Peço vênia para endossar as palavras do ilustre advogado Toron, na sua integralidade. Devo destacar, ainda, que o processo eleitoral na OAB não é tão simples quanto parece, apenas uma escolha indireta. Isto porque, tradicionalmente, a própria opção do Colégio Eleitoral se dá levando em conta as mensagens lançadas pelos advogados brasileiros nas urnas, em cada uma das eleições promovidas nas Seccionais. São os advogados brasileiros, portanto, que desenham o perfil do futuro presidente nacional. São os advogados brasileiros que dão o norte para a escolha que será efetivada pelos seus representantes eleitos, os conselheiros federais. E este critério tem sido tradicionalmente respeitado, e certamente o foi para fins de destacar Cezar Britto para a condução dos desígnios da advocacia brasileira. Toron definiu muito bem quem é Cezar: é um agregador. É um advogado dotado de uma sensibilidade extraordinária, e defensor implacável das prerrogativas da advocacia. Conheço-o há muitos anos, e tenho a irremovível convicção de que fará uma gestão que ficará gravada de forma indelével na história da nossa Instituição.

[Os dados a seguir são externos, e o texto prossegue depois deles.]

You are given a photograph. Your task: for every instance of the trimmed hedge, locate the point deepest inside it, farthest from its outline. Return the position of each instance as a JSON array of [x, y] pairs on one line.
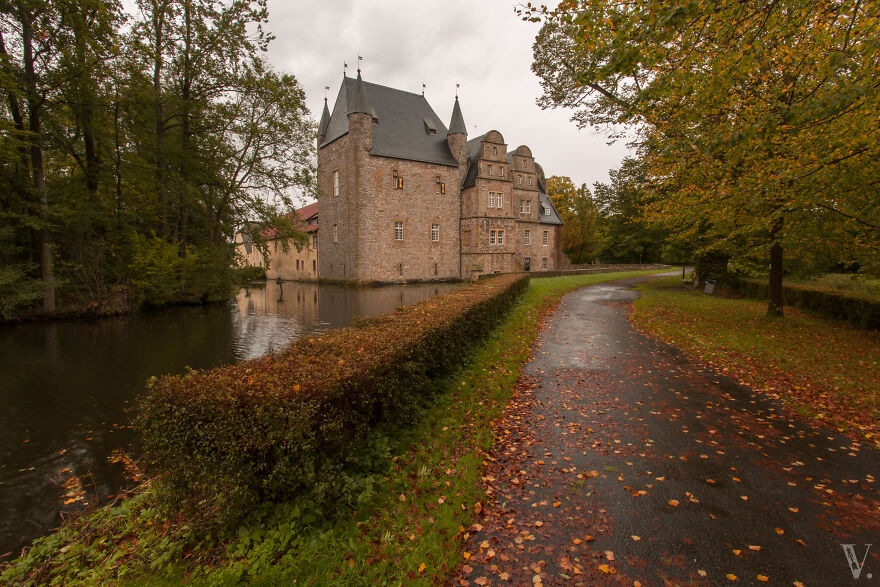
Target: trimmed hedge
[[858, 311], [313, 420]]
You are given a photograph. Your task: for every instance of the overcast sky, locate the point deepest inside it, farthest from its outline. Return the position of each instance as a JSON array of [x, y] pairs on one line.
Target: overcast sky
[[481, 45]]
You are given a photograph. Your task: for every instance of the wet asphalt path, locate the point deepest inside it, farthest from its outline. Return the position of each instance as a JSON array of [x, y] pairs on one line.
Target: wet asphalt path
[[619, 461]]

Os ilustres consultores fiquem tranqüilos: a "l...

Raul Haidar (Advogado Autônomo)

Os ilustres consultores fiquem tranqüilos: a "limpeza" já vem sendo feita há tempos. Vejam a quantidade de punições e cassações de advogados feitas nos últimos anos. Se "consultor" fosse profissão regulamentada, certamente a necessidade de limpeza seria maior, pois com essa genérica denominação a possibilidade de sujeira e enganação é muito ampla. Tanto assim que até geólogo hoje se auto-intitula "consultor tributário" e obtem com isso espaço na mídia. De igual forma, pessoas sem formação alguma abrem empresas de "consultoria" para vender serviços privativos de advogados de porta em porta.Algumas dessas "consultorias" são "arapucas" abertas em nome de "laranjas", atuando na área jurídica através de advogados assalariados que se prestam a assinar petições feitas por servidores públicos que vendem tráfico de influência. É nesse espaço, nessa "onda" de "consultorias" que pululam os corruptos, onde decisões judiciais podem ser negociadas, onde uma infinidade de crimes prospera. A OAB vem fazendo seu papel em relação aos seus filiados. Não lhe compete combater o crime, atividade privativa de instituições públicas. Mas este é o país dos "consultores", dos "laranjas", dos "amigos do rei", dos "milagreiros", enfim, da safadeza generalizada. Ainda bem que há consultores sérios como os nossos leitores. Mas essa seriedade seria mais evidente se eles se identificassem e indicassem em que área profissional prestam seus serviços de consultoria. Já vi anúncios de consultoria "espiritual", de consultoria "sexual" , "para empresas em dificuldades", "esotérica", consultoria "transcendental", "de imagem", "romântica", enfim, um verdadeiro festival de rótulos destinados a iludir incautos. Consultor que não diz qual profissão exerce pode ser enquadrado em qualquer dessas categorias...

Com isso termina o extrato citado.